Industry Future
THEME: INDUSTRY FUTURE
6 August 2024 Research Foundation

Beyond Active and Passive Investing: The Customization of Finance

Published by CFA Institute Research Foundation

  1. Marc R. Reinganum
  2. Kenneth A. Blay
Although conventional wisdom predicts that passive investing will dominate the future, analysis of key trends indicates that active management will become more prevalent.
Beyond Active and Passive Investing: The Customization of Finance View PDF
Beyond Active and Passive Investing

Report Overview

The common narrative that passive investing will overtake active management suggests a primarily passive future for investors. However, an analysis of fund assets under management (AUM) data across time and regions offers a starkly different perspective on the future of investment management.

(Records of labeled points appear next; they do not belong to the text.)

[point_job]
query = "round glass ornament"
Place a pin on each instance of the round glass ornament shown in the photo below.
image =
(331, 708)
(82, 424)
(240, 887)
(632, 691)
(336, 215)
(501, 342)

Contrary to popular belief, active management continues to dominate passive investing as measured by worldwide AUM. Even though index fund AUM experienced a 1,500-fold increase since 1989, it still represented only 32% of all fund AUM by the end of 2021. Assertions about the dominance of passive investing are largely based upon a few exceptions—most notably for equity funds in the US Large-Cap Blend category, where index funds contain three times the AUM as their active counterparts. In other regions and across asset classes, index funds are not nearly as prevalent. Generalizations based on US Large-Cap Blend equity funds are misleading.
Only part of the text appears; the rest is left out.